Innovazione, conoscenza e futuro: il tempo della responsabilità

 

C’è un filo invisibile che unisce i grandi pensatori e gli innovatori del nostro tempo: la consapevolezza che l’innovazione non possa più essere lasciata a se stessa, come un’entità neutra o inevitabile.
In un mondo segnato da transizioni ambientali, fratture geopolitiche e diseguaglianze crescenti, l’innovazione è chiamata a scegliere da che parte stare. E, in questa scelta, la conoscenza e la cultura tornano a essere i veri motori del cambiamento.

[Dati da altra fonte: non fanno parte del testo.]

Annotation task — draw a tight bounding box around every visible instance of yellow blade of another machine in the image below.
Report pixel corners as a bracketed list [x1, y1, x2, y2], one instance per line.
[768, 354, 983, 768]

/ Pensare nell'epoca dell'AI
Nel suo saggio La pelle. Che cosa significa pensare nell’epoca dell’intelligenza artificiale (Il Mulino, 2025) il filosofo Maurizio Ferraris smonta con eleganza il più diffuso degli equivoci contemporanei: quello che confonde i bit con i neuroni, gli algoritmi con la coscienza. L’intelligenza artificiale, scrive Ferraris, non ha pelle, non ha corpo, non ha dolore. Non pensa, processa. E per questo non può sostituire il pensiero umano, ma solo ampliarne le capacità. Un invito alla sobrietà intellettuale, in un’epoca dove il linguaggio del marketing ha travestito da rivoluzione antropologica quella che resta – pur potentissima – una trasformazione tecnologica.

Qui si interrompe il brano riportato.